The supervisor is authorized to determine further action, such as immediately notifying external authorities (e.g., calling 911, fire or police) or notifying a program director.”
“Urgent and/or life threatening circumstances” – Definition:
• A situation that poses an immediate and unexpected risk to health, life or property, and that requires urgent intervention from community services (e.g., fire and rescue) to prevent further injury, death or serious damage.
• A condition of urgent and immediate need for action and/or assistance by community services.
• An apparent and presenting (not potential) condition that presents a very serious, clear, present injury, damage or danger to persons or property, and that cannot be managed by HEC personnel, Supervisors or Managers..
• A state of crisis that is present and unfolding in the present (rather than potentially or possible), and that presents an unmanageable threat to lives or serious and major damage to property.

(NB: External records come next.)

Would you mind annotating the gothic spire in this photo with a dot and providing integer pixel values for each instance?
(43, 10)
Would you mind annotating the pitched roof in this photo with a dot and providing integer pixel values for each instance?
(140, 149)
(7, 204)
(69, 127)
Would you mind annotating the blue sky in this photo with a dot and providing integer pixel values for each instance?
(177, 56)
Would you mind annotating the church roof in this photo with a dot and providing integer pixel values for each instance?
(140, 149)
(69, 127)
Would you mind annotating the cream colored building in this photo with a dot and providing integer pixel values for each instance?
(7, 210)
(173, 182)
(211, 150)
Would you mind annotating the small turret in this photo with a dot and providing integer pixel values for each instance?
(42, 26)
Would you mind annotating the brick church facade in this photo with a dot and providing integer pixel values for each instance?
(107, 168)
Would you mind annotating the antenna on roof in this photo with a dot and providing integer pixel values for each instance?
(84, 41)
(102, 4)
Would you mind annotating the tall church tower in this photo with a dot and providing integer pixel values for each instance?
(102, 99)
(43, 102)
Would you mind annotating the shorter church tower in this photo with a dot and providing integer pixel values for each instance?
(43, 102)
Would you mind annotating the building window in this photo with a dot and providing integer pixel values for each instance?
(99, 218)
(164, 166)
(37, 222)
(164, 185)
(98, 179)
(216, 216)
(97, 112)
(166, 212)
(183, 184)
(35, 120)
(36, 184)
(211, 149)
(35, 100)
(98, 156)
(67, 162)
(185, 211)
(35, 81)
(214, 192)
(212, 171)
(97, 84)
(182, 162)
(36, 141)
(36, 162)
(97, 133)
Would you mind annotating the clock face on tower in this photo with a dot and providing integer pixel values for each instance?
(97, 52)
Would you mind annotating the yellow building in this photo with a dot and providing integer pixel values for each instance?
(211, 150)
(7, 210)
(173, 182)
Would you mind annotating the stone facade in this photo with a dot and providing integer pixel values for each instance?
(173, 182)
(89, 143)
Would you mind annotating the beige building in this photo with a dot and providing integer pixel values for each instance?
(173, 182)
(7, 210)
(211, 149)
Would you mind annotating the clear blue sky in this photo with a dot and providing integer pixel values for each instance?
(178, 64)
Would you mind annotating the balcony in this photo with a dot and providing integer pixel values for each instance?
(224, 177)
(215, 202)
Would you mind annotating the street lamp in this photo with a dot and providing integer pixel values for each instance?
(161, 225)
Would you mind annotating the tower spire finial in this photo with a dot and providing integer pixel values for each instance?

Examples of Urgent and /or Life Threatening Circumstances:
• A person has lost consciousness, or cannot breathe, or is losing copious amounts of blood.
• A fire in a building.
• Serious, major storm damage to a building to the extent that lives or well-being is threatened.
Examples of what does NOT constitute Urgent and /or Life Threatening Circumstances:
In these types of situations, the Supervisor should be notified, not community intervention services.
• A student is verbally or even physically threatening, destroying property or is running away.
• A student or staff has physical symptoms that should be checked by a nurse but are not serious or life threatening.
• A situation that might eventually require police intervention.